Le processus mondial de concentration du capital
Odile Castel

Faculté des Sciences Économiques

Université de Rennes 1
Résumé :

Jusqu’aux années 1960, les firmes mettaient en œuvre des processus de concentration nationale du capital. Actuellement, leurs stratégies globales alimentent un processus de concentration mondiale. Dans chaque industrie, il se réalise par des fusions, acquisitions et alliances transnationales et donne naissance à des titans. Si chaque industrie mondiale n’est pas encore au stade ultime de concentration, elles ont toutes vocation à l’atteindre, d’autant que des motivations fortes (pouvoir et richesse) poussent les dirigeants et les actionnaires des firmes à aller toujours plus loin. La dynamique en marche annonce la venue du règne des titans qui se réalise au détriment des salariés et provoque une transformation en profondeur du rôle des États.

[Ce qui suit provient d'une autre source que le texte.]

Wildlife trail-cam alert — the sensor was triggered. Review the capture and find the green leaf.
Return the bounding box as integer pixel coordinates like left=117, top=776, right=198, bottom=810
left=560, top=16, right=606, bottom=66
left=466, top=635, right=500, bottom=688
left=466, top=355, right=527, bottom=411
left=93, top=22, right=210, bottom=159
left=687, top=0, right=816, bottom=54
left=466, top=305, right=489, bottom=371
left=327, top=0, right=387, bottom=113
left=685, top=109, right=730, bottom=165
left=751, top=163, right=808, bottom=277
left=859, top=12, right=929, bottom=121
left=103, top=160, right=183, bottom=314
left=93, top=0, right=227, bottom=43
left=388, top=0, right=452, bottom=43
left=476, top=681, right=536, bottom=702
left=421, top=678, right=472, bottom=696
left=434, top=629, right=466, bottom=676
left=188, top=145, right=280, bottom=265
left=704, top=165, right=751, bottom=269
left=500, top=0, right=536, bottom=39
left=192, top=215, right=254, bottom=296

Mots clés : Concentration du capital, fusions, acquisitions, alliances, transnationales
Summary:

Until the years 1960, the firms implemented of national concentration processes of the capital. Currently, their global strategies feed a process of world concentration. In each industry, it is carried out by transnational mergers, acquisitions and alliances and gives rise to Titans. If each world industry is not yet at the ultimate stage of concentration, they have all vocation to reach it, the more so as strong motivations (to be able and richness) push the leaders and the shareholders of the firms to going always further. Dynamics moving announces the arrival of the reign of the Titans which is carried out with the detriment of paid and causes an in-depth transformation of the role of the States.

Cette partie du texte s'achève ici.